“The figure of this noble bird is well known throughout the civilized world, emblazoned as it is on our national standard, which waves in the breeze of every clime, bearing to distant lands the remembrance of a great people living in a state of peaceful freedom.  May that peaceful freedom last forever!

[there follows a vivid and dramatic account of an eagle hunting a swan, an many observations of their habits]

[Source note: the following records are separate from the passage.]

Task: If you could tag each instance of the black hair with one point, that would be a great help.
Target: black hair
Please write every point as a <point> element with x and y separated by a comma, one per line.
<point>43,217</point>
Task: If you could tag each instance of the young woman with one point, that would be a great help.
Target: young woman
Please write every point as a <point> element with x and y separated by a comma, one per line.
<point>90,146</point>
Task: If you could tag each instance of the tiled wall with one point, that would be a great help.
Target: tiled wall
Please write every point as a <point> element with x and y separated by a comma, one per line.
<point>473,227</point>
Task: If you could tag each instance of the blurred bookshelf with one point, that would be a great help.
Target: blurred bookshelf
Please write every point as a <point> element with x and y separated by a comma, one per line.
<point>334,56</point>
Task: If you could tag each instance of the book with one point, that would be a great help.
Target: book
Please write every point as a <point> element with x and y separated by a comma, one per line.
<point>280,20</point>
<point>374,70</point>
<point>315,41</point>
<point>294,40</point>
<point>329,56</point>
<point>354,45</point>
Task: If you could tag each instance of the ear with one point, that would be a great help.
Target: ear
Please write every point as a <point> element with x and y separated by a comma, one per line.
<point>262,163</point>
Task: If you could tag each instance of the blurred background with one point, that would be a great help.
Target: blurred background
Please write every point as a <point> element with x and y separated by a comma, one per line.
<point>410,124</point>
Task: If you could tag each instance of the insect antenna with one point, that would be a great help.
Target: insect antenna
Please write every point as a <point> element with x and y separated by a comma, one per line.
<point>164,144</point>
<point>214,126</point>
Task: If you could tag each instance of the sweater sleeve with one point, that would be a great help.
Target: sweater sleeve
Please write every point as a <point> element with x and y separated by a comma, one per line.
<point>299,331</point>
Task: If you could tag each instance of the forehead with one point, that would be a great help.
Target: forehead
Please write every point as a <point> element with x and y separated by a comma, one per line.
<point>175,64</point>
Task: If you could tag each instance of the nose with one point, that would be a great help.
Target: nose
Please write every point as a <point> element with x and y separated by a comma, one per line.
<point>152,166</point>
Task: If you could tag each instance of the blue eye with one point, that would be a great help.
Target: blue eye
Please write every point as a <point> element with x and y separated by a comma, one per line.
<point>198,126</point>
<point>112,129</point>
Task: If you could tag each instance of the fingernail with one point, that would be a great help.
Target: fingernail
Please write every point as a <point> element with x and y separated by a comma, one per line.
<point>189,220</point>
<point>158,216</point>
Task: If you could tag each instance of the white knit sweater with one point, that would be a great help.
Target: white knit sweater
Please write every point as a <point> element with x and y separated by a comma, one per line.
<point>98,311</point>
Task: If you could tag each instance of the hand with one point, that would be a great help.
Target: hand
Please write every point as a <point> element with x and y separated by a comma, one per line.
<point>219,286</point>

. . . Before steam-navigation commenced on our western rivers, these Eagles were extremely abundant there, particularly in the lower parts of the Ohio, the Mississippi, and the adjoining streams.  I have seen hundreds going down from the mouth of the Ohio to New Orleans, when it was not at all difficult to shoot them.  Now, however, their number is considerably diminished . . .

In concluding this account of the White-headed Eagle, suffer me, kind reader, to say how much I grieve that it should have been selected as the Emblem of my Country.  The opinion of our great Franklin on this subject, as it perfectly coincides with my own, I shall here present to you. ‘For my part,’ says he, in one of his letters, ‘I wish the Bald Eagle had not been chosen as the representative of our country.  He is a bird of bad moral character; he does not get his living honestly; you may have seen him perched on some dead tree, where, too lazy to fish for himself, he watches the labour of the Fishing-Hawk [i.e., the Osprey]; and when that diligent bird has at length taken a fish, and is bearing it to his nest for the support of his mate and young ones, the Bald Eagle pursues him, and takes it from him.  With all this injustice, he is never in good case, but, like those among men who live by sharping and robbing, he is generally poor, and often very lousy.  Besides, he is a rank coward: the little King Bird, not bigger than a Sparrow, attacks him boldly, and drives him out of the district.  He is, therefore, by no means a proper emblem for the brave and honest Cincinnati of America, who have driven all the King Birds from our country; though exactly fit for that order of knights which the French call Chevaliers d’Industrie.'”

–J. J. Audubon, Ornithological Biography, I (1831), 160-168 [excerpted].